Accademic journals are funny economic actors, because it’s very clear they provide publication, archival and authentication services to an academic community, but not the content. The community that eventually reads the journal also provides the real value in a journal: its authors, reviewers and editors, usually for free or a pittance. While there’s no denying that publication and archival services cost money and should be compensated, high subscription prices or other access restrictions are a disservice to the entire author-reader community. As the main provider of value in the process this community has considerable power. It’s more pronounced in accademia, but I see a lot of similarity to the growing pains the record industry is feeling, with consumers and artists both realizing the value added by the middleman isn’t as valuable as they thought. I suspect these fights in academia contain some good lessons for how the powershifts will other content areas might play out — assuming financial interests in the old way things were done don’t manage to put the djinni back in the bottle.

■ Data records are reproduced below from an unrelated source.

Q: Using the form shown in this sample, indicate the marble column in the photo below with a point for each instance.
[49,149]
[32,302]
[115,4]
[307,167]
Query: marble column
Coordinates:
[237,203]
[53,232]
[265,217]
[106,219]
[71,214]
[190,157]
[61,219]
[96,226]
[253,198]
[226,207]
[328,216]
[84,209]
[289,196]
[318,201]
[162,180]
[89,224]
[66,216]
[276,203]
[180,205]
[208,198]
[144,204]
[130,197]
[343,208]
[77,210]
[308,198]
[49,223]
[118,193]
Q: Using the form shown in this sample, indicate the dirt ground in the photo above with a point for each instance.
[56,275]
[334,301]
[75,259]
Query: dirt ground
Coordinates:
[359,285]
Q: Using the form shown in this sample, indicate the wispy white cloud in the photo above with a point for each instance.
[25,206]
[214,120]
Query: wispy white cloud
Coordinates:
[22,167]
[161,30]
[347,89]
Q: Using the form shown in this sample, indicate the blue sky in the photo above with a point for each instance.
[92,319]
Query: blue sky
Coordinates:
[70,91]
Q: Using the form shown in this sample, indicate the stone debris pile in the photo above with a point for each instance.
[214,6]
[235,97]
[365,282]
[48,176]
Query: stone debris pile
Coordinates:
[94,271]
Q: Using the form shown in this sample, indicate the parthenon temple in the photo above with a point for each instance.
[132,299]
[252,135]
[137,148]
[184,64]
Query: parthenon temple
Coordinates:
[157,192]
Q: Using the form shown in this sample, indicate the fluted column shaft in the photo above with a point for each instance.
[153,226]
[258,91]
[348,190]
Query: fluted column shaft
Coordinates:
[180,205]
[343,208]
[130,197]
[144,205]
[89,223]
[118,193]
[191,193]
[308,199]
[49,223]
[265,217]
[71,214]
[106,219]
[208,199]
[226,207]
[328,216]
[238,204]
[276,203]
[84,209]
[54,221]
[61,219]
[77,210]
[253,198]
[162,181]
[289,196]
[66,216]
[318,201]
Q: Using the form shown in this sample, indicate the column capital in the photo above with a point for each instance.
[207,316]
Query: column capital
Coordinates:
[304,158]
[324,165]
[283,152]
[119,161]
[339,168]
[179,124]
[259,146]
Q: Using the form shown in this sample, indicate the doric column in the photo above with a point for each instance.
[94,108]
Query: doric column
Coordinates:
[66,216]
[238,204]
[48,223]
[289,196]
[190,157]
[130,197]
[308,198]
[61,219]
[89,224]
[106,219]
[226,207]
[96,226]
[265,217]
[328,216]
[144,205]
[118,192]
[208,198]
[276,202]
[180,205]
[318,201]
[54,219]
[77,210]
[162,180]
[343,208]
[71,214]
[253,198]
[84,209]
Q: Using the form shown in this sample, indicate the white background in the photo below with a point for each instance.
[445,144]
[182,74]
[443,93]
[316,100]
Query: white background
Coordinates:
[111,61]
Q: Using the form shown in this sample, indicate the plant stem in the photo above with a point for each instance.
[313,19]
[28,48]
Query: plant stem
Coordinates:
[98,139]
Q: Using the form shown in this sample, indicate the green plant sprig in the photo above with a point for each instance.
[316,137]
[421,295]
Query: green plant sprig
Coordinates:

Side note: the two academic societies in my field, IEEE and ACM, both require that an author sign over his or her copyright to them before publication. Both policies have become more open in the past decade, in particular by granting permission for articles to be published on the author’s own website, but Lessig’s oath would still rule out either society’s journals because they don’t grant permission to others. ACM lays out its rationale for its copyright program, and concludes: ACM firmly believes that it achieves a balance among divergent goals; that its use of copyright within its publishing program in fact serves the public good by enabling the creation and widespread dissemination of quality works in various formats and media. This may be the case right now, but with media technology changing so quickly I suspect (and hope) author-reader pressure will continue to push these policies towards more openness.